Special Olympics a special time
The Special Olympics State Summer Games are more than a family event for the Justs. Sisters Deyna and Robin competed in several track and field events.
The Special Olympics State Summer Games are more than a family event for the Justs.
Sisters Deyna and Robin competed in several track and field events. Their father Ron coached them, and a proud mother with a handful of assorted relatives cheered them on.
Their day ended in sweet success at Ellig Sports Complex on Saturday.
Deyna and Robin, along with teammates Sarah Scott and Jessica Zahn, raced to a first-place finish in their heat of the 400-meter relay, giving them each a gold medal to take back home to Dickinson, N.D.

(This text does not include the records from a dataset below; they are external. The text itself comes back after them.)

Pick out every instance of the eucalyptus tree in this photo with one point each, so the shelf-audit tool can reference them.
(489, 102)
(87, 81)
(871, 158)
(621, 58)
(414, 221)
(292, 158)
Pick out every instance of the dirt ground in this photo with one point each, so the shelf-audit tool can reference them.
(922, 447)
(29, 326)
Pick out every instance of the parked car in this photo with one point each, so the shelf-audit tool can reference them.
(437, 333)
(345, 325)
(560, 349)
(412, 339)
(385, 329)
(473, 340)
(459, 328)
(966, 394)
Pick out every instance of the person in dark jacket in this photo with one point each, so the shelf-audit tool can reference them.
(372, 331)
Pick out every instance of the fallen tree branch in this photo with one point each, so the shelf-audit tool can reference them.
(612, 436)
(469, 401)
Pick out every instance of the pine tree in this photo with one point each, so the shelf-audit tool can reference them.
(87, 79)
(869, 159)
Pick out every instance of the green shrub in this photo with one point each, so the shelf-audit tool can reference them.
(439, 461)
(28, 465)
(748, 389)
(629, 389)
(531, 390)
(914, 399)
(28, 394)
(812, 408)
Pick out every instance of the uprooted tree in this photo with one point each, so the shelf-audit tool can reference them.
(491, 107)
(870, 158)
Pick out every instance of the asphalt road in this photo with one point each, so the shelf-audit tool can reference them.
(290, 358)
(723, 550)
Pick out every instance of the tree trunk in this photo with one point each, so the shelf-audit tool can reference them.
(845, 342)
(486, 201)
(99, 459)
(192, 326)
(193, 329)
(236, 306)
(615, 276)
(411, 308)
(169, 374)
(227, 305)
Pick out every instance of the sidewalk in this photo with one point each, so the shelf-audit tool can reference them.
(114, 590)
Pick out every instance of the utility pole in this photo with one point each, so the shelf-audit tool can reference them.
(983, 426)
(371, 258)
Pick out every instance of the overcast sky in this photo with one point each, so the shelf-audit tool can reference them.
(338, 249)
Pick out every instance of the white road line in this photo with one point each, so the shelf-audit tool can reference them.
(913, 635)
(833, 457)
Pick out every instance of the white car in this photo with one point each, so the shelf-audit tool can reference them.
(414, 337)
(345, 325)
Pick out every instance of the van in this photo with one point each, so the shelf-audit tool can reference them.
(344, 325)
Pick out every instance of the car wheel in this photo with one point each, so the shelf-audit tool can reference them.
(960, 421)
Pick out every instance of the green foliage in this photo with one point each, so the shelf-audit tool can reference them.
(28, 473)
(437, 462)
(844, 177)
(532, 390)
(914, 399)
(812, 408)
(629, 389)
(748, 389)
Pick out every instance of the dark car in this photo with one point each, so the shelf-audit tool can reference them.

The race, although nerve-racking, put smiles on the girls' faces even before their anchor, Zahn, 22, was across the finish line.
"I was hoping we'd get first," Deyna, 27, beamed.
The relay team also wore smiles on its jerseys in the form of smiley-face stickers, which were given to them for good luck from their area director, Barb.
Coach Ron also sported a smiley-face sticker on his
T-shirt, which fittingly said 'COACH' across his chest.
"My girls made me wear this," he said of the T-shirt.
He also doesn't miss an opportunity to praise his relay team.
"We can't miss a practice," Ron said. "They look forward to it. Their attitudes are fantastic. When you see them do that well, it's really gratifying."
Between the four relay girls, they took home 11 medals. Zahn placed third in shot put. Scott, 16, won a heat of the 100. Deyna won her 200 heat and placed second in long jump. Robin, 24, won the shot put and was second in the 100.
The Just sisters ended their day by cheering on their younger brother Scott, who ran the anchor leg of the coaches' relay.
The day was full of successes for other athletes, too.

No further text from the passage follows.